Eigenvectors and diagnolization

1. Oct 23, 2009

Two questions. First, I'm given a 3x3 matrix with the last row all zeroes. I'm asked to diagonalizable it, but the determinant is 0, so there are no eigenvalues. Am I reasoning correctly here? It seems an odd question to ask.

Second, I'm asked to prove that if A n x n matrix in C space, then if A has n distinct eigenvalues, A is then diagonalizable. The way I proved it is to say that for A to be diagonalizable, it must have n distinct eigenvectors, which is only the case if it has n distinct eigenvalues. This seems far too easy, am I missing something?

2. Oct 23, 2009

VeeEight

If the determinant is 0 then 0 is an eigenvalue for the matrix

3. Oct 24, 2009

HallsofIvy

Pretty much nothing you have said is right.

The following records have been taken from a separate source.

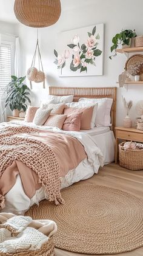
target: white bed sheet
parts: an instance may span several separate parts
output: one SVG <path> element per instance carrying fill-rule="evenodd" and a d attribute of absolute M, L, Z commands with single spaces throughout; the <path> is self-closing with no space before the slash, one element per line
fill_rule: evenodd
<path fill-rule="evenodd" d="M 12 123 L 12 125 L 14 125 L 15 123 Z M 106 128 L 106 130 L 104 128 Z M 101 133 L 102 130 L 104 133 Z M 108 131 L 105 132 L 105 130 L 108 130 Z M 73 135 L 75 137 L 78 137 L 79 141 L 82 141 L 82 134 L 86 139 L 88 139 L 88 137 L 90 145 L 96 145 L 98 147 L 97 148 L 99 149 L 99 151 L 101 150 L 102 153 L 104 156 L 104 164 L 107 164 L 113 161 L 115 156 L 115 138 L 113 133 L 110 131 L 110 128 L 108 127 L 96 128 L 93 133 L 92 133 L 92 136 L 89 135 L 88 133 L 89 131 L 88 132 L 86 131 L 84 133 L 68 132 L 68 134 L 72 134 L 73 133 Z M 84 136 L 84 134 L 85 135 L 87 134 L 87 136 Z M 88 151 L 88 149 L 87 150 Z M 91 156 L 93 153 L 91 151 L 92 150 L 90 151 L 91 156 L 88 152 L 88 158 L 91 158 L 91 161 L 92 161 L 93 158 L 93 156 Z M 94 173 L 98 173 L 99 168 L 99 162 L 97 162 L 97 160 L 95 161 L 94 164 L 93 163 L 91 164 L 91 162 L 90 162 L 89 161 L 85 159 L 75 170 L 70 170 L 65 177 L 61 178 L 61 189 L 67 187 L 80 180 L 90 178 Z M 33 204 L 38 203 L 38 202 L 44 198 L 44 189 L 41 187 L 36 192 L 35 195 L 30 200 L 25 194 L 20 176 L 18 175 L 15 185 L 5 195 L 6 204 L 3 212 L 12 212 L 15 214 L 24 214 Z"/>
<path fill-rule="evenodd" d="M 95 135 L 102 134 L 109 131 L 110 131 L 110 127 L 101 126 L 95 127 L 93 129 L 91 130 L 81 130 L 80 131 L 85 133 L 87 134 L 90 135 L 90 136 L 93 136 Z"/>

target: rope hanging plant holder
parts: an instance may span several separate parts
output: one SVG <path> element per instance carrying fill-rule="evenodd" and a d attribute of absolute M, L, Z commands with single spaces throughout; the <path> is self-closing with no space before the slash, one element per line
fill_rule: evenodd
<path fill-rule="evenodd" d="M 38 31 L 38 30 L 37 30 Z M 39 70 L 36 67 L 35 67 L 35 60 L 36 58 L 36 55 L 38 54 L 38 66 L 39 66 Z M 37 43 L 36 44 L 36 48 L 34 53 L 34 55 L 33 57 L 32 66 L 30 67 L 27 72 L 27 78 L 30 81 L 30 89 L 32 89 L 32 81 L 35 81 L 35 83 L 42 83 L 43 82 L 43 88 L 45 88 L 45 75 L 43 69 L 43 65 L 41 59 L 41 55 L 40 53 L 39 46 L 39 40 L 38 40 L 38 33 L 37 32 Z"/>

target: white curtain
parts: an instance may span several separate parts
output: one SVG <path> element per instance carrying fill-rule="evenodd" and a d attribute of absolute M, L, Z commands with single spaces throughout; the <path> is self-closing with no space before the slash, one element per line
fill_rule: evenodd
<path fill-rule="evenodd" d="M 15 75 L 17 77 L 21 75 L 21 50 L 19 37 L 16 38 L 15 42 Z"/>

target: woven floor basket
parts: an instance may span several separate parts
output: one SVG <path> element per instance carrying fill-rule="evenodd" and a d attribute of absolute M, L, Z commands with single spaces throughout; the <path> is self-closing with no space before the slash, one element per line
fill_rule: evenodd
<path fill-rule="evenodd" d="M 36 251 L 21 251 L 16 254 L 0 253 L 1 256 L 55 256 L 54 243 L 53 237 L 49 238 L 47 243 L 45 243 L 42 247 Z"/>
<path fill-rule="evenodd" d="M 123 146 L 125 142 L 119 145 L 119 165 L 132 171 L 143 169 L 143 150 L 128 150 L 125 151 Z"/>

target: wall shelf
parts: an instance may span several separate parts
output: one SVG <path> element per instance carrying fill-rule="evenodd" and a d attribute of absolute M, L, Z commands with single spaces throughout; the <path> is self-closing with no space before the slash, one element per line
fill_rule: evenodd
<path fill-rule="evenodd" d="M 118 81 L 117 81 L 116 83 L 119 83 Z M 124 83 L 125 85 L 143 85 L 143 81 L 128 81 Z"/>
<path fill-rule="evenodd" d="M 133 47 L 129 48 L 117 49 L 116 52 L 119 54 L 143 52 L 143 47 Z"/>

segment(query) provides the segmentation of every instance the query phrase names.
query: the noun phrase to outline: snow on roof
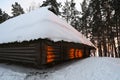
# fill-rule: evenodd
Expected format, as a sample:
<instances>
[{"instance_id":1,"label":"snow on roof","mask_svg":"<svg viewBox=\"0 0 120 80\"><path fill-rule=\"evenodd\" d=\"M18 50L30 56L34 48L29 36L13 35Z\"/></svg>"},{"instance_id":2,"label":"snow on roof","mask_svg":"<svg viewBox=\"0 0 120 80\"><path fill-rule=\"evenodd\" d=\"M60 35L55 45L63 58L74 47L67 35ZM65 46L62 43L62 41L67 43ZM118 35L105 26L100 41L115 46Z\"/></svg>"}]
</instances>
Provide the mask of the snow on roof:
<instances>
[{"instance_id":1,"label":"snow on roof","mask_svg":"<svg viewBox=\"0 0 120 80\"><path fill-rule=\"evenodd\" d=\"M0 43L48 38L94 45L80 32L43 7L0 24Z\"/></svg>"},{"instance_id":2,"label":"snow on roof","mask_svg":"<svg viewBox=\"0 0 120 80\"><path fill-rule=\"evenodd\" d=\"M0 80L120 80L120 59L91 57L42 70L0 64Z\"/></svg>"}]
</instances>

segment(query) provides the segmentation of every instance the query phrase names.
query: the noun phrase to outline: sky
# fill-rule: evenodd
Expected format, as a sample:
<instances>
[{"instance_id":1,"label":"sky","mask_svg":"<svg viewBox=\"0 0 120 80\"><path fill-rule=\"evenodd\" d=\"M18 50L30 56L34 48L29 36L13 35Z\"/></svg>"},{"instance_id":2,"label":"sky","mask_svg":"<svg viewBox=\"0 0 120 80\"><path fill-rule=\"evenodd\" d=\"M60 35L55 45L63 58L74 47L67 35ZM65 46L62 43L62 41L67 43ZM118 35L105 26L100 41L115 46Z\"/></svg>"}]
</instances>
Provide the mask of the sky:
<instances>
[{"instance_id":1,"label":"sky","mask_svg":"<svg viewBox=\"0 0 120 80\"><path fill-rule=\"evenodd\" d=\"M25 12L27 12L27 9L29 8L30 5L40 5L42 2L45 0L0 0L0 8L2 8L3 11L11 15L11 5L14 4L15 2L18 2L21 7L24 9ZM64 3L66 0L57 0L58 2ZM68 0L70 1L70 0ZM83 0L75 0L76 7L80 11L80 3Z\"/></svg>"}]
</instances>

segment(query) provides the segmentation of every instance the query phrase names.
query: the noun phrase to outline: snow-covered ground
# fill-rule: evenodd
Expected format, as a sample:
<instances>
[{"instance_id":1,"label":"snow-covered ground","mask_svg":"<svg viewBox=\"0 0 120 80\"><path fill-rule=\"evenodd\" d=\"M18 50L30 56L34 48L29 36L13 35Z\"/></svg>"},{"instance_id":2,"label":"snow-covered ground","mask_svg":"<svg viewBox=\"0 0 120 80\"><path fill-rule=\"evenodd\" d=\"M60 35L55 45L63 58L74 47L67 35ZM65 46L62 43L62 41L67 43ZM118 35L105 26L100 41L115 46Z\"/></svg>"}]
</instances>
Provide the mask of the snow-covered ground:
<instances>
[{"instance_id":1,"label":"snow-covered ground","mask_svg":"<svg viewBox=\"0 0 120 80\"><path fill-rule=\"evenodd\" d=\"M91 57L41 70L0 64L0 80L120 80L120 59Z\"/></svg>"}]
</instances>

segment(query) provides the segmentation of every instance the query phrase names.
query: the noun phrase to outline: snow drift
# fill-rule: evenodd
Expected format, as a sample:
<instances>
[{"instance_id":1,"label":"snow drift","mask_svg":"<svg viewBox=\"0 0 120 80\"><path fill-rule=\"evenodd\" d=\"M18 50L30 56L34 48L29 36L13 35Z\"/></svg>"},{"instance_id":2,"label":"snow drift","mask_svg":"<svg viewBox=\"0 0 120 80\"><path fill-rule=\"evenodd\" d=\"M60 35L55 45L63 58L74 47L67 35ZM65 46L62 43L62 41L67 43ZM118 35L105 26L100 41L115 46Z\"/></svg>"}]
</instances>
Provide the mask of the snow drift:
<instances>
[{"instance_id":1,"label":"snow drift","mask_svg":"<svg viewBox=\"0 0 120 80\"><path fill-rule=\"evenodd\" d=\"M0 43L48 38L94 45L47 7L17 16L0 24Z\"/></svg>"},{"instance_id":2,"label":"snow drift","mask_svg":"<svg viewBox=\"0 0 120 80\"><path fill-rule=\"evenodd\" d=\"M45 70L0 64L0 80L120 80L120 59L91 57Z\"/></svg>"}]
</instances>

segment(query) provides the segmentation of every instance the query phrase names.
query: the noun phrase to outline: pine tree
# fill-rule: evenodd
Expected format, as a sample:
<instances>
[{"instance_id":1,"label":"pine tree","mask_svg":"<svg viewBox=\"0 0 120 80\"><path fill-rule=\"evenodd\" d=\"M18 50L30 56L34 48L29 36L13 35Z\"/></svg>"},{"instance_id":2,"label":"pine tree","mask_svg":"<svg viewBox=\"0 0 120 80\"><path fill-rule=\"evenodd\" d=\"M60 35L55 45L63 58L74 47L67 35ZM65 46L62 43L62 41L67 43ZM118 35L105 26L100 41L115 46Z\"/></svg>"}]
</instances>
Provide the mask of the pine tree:
<instances>
[{"instance_id":1,"label":"pine tree","mask_svg":"<svg viewBox=\"0 0 120 80\"><path fill-rule=\"evenodd\" d=\"M50 6L49 10L55 13L56 15L60 14L59 7L60 3L57 3L56 0L46 0L43 1L43 4L40 7Z\"/></svg>"},{"instance_id":2,"label":"pine tree","mask_svg":"<svg viewBox=\"0 0 120 80\"><path fill-rule=\"evenodd\" d=\"M7 13L3 12L2 9L0 9L0 23L6 21L9 18L10 16Z\"/></svg>"},{"instance_id":3,"label":"pine tree","mask_svg":"<svg viewBox=\"0 0 120 80\"><path fill-rule=\"evenodd\" d=\"M64 6L62 7L61 16L74 28L79 30L79 11L75 7L74 0L66 0Z\"/></svg>"},{"instance_id":4,"label":"pine tree","mask_svg":"<svg viewBox=\"0 0 120 80\"><path fill-rule=\"evenodd\" d=\"M15 2L15 4L12 4L12 14L13 17L24 14L23 8L17 2Z\"/></svg>"}]
</instances>

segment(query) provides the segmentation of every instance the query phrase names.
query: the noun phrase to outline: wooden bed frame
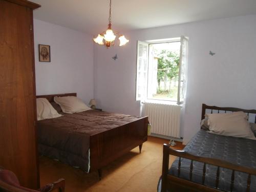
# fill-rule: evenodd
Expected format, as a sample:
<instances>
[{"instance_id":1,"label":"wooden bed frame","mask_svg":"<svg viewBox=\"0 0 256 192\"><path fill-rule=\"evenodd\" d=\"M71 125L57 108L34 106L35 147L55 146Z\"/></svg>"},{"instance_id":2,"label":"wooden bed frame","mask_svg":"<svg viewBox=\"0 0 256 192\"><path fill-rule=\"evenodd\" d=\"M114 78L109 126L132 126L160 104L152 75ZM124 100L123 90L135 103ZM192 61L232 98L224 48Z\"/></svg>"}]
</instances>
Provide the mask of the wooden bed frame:
<instances>
[{"instance_id":1,"label":"wooden bed frame","mask_svg":"<svg viewBox=\"0 0 256 192\"><path fill-rule=\"evenodd\" d=\"M211 113L212 113L213 110L217 110L218 111L218 113L220 113L220 111L225 111L225 113L227 111L243 111L248 114L256 114L256 110L248 110L234 108L221 108L216 106L208 106L205 104L203 104L201 117L202 119L204 118L204 115L205 114L206 110L207 109L210 110ZM256 123L256 116L255 118L255 122ZM247 178L246 191L249 192L250 191L251 175L253 175L256 176L256 168L234 164L219 159L193 155L183 151L173 150L170 147L169 145L166 144L164 144L163 145L163 154L161 192L165 192L166 191L166 190L168 190L170 191L223 191L222 190L220 190L218 189L220 167L226 168L232 170L231 178L230 178L231 191L232 191L234 186L234 172L240 172L248 174L248 176ZM169 158L170 155L179 157L178 164L178 177L175 177L168 174ZM181 166L181 158L186 158L191 160L190 166L190 180L187 180L179 177ZM202 178L203 184L194 182L191 180L193 170L193 161L204 163L203 176ZM204 185L205 179L206 164L211 164L218 167L216 175L216 187L215 188L211 188Z\"/></svg>"},{"instance_id":2,"label":"wooden bed frame","mask_svg":"<svg viewBox=\"0 0 256 192\"><path fill-rule=\"evenodd\" d=\"M76 96L76 93L37 96L46 98L50 102L55 96ZM142 144L147 140L148 118L143 118L120 127L93 135L90 139L90 172L98 170L99 179L102 168L109 163L139 146L141 152Z\"/></svg>"}]
</instances>

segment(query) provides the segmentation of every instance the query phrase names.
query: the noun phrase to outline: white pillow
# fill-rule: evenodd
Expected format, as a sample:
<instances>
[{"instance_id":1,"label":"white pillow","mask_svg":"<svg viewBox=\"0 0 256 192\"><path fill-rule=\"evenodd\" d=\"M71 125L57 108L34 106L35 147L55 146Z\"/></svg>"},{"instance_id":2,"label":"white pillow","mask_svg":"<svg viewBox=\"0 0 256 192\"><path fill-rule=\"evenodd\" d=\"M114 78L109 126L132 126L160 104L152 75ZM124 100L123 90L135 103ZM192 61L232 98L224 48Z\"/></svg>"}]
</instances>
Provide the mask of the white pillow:
<instances>
[{"instance_id":1,"label":"white pillow","mask_svg":"<svg viewBox=\"0 0 256 192\"><path fill-rule=\"evenodd\" d=\"M256 140L247 121L247 115L243 112L233 114L206 114L211 133L220 135Z\"/></svg>"},{"instance_id":2,"label":"white pillow","mask_svg":"<svg viewBox=\"0 0 256 192\"><path fill-rule=\"evenodd\" d=\"M74 96L54 97L54 101L66 113L81 112L91 110L79 98Z\"/></svg>"},{"instance_id":3,"label":"white pillow","mask_svg":"<svg viewBox=\"0 0 256 192\"><path fill-rule=\"evenodd\" d=\"M256 123L250 123L251 125L251 130L253 132L254 136L256 136Z\"/></svg>"},{"instance_id":4,"label":"white pillow","mask_svg":"<svg viewBox=\"0 0 256 192\"><path fill-rule=\"evenodd\" d=\"M62 116L45 98L36 98L36 112L38 121Z\"/></svg>"}]
</instances>

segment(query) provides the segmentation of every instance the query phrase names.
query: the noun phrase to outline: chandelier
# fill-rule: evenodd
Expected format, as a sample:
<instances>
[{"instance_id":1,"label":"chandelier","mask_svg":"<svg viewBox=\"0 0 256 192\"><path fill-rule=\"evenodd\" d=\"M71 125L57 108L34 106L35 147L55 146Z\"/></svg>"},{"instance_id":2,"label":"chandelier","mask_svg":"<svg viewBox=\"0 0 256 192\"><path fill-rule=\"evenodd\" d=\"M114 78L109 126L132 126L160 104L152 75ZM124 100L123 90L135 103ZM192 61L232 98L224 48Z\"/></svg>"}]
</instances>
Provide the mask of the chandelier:
<instances>
[{"instance_id":1,"label":"chandelier","mask_svg":"<svg viewBox=\"0 0 256 192\"><path fill-rule=\"evenodd\" d=\"M119 36L118 39L120 40L119 46L122 46L129 42L124 35L118 34L116 32L114 32L111 29L111 0L110 3L110 16L109 17L109 27L105 32L103 32L98 35L96 38L94 38L93 40L96 44L99 45L104 45L108 48L111 46L114 46L114 41L116 38L116 35Z\"/></svg>"}]
</instances>

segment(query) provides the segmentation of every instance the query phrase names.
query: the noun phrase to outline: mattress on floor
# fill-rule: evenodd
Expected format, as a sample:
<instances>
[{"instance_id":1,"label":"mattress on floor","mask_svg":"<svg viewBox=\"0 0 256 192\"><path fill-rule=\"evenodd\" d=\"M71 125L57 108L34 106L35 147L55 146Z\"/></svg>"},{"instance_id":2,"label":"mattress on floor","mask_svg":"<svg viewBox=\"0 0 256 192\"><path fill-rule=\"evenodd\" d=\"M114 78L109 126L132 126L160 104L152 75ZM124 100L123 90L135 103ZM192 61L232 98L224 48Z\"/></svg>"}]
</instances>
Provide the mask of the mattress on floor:
<instances>
[{"instance_id":1,"label":"mattress on floor","mask_svg":"<svg viewBox=\"0 0 256 192\"><path fill-rule=\"evenodd\" d=\"M248 139L222 136L200 130L189 141L184 151L193 155L213 158L232 163L256 168L256 141ZM191 160L181 158L180 177L189 179ZM169 174L178 177L179 158L169 170ZM202 184L203 163L193 162L192 181ZM206 165L204 184L215 187L217 167ZM232 170L220 168L219 188L230 191ZM235 172L233 191L246 191L248 174ZM161 183L159 185L159 190ZM256 191L256 176L251 177L250 191Z\"/></svg>"}]
</instances>

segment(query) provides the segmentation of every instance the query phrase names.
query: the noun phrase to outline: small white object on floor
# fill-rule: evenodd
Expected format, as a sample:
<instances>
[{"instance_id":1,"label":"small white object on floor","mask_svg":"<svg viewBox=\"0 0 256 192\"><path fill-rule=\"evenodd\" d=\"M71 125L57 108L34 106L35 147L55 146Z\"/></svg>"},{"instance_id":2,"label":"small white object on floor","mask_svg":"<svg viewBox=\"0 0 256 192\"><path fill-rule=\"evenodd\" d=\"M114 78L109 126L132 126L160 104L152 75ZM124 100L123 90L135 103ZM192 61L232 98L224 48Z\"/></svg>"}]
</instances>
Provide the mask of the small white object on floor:
<instances>
[{"instance_id":1,"label":"small white object on floor","mask_svg":"<svg viewBox=\"0 0 256 192\"><path fill-rule=\"evenodd\" d=\"M169 144L172 146L174 146L176 145L176 143L173 140L170 140L170 141L169 142Z\"/></svg>"}]
</instances>

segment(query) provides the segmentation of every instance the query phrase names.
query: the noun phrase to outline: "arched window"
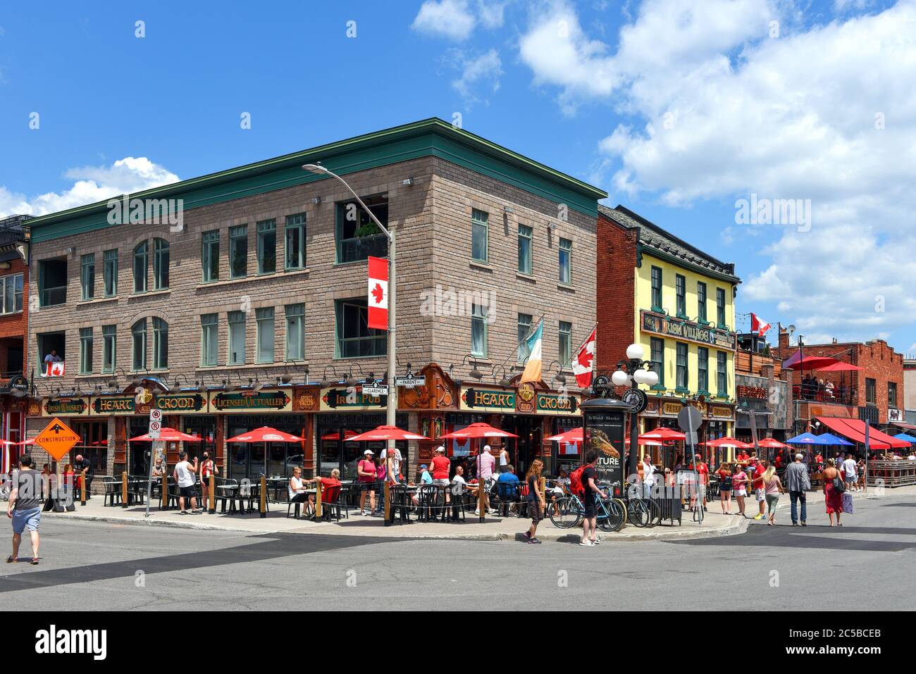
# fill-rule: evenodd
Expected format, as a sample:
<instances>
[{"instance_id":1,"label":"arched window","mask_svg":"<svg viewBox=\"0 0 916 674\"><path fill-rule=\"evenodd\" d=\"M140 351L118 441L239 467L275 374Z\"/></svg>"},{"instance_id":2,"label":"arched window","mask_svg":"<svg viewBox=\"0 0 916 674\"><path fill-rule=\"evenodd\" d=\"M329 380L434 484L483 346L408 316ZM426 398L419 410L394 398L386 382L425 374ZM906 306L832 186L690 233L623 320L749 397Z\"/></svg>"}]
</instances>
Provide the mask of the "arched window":
<instances>
[{"instance_id":1,"label":"arched window","mask_svg":"<svg viewBox=\"0 0 916 674\"><path fill-rule=\"evenodd\" d=\"M160 318L153 318L153 368L164 370L169 367L169 323Z\"/></svg>"},{"instance_id":2,"label":"arched window","mask_svg":"<svg viewBox=\"0 0 916 674\"><path fill-rule=\"evenodd\" d=\"M153 289L169 288L169 242L153 239Z\"/></svg>"},{"instance_id":3,"label":"arched window","mask_svg":"<svg viewBox=\"0 0 916 674\"><path fill-rule=\"evenodd\" d=\"M148 268L148 245L144 241L134 248L134 292L147 291L147 272Z\"/></svg>"},{"instance_id":4,"label":"arched window","mask_svg":"<svg viewBox=\"0 0 916 674\"><path fill-rule=\"evenodd\" d=\"M131 363L134 370L142 372L147 369L147 320L140 319L130 327Z\"/></svg>"}]
</instances>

First of all, you are going the "wrong way". You were asked to prove that if A has n distinct eigenvalues, then it is diagonalizable.

What you are trying to prove is that "if A is diagonalizable then it has n distinct eigenvalues".

You cannot prove that because it is NOT true! Further, it is not true that a matirix having n distinct eigenvectors "is only the case if it has n distinct eigenvalues. The n by n identity matrix has n independent eigenvectors but all n of its eigenvalues is the same.

The other way is correct. Since eigenvectors corresponding to distinct eigenvalues are independent, if an n by n matrix has n distinct eigenvalues then it must have n independent ("distinct" is not enough) eigenvectors and so is diagonalizable. (Write the linear transformation corresponding in a basis consisting of those eigenvectors.)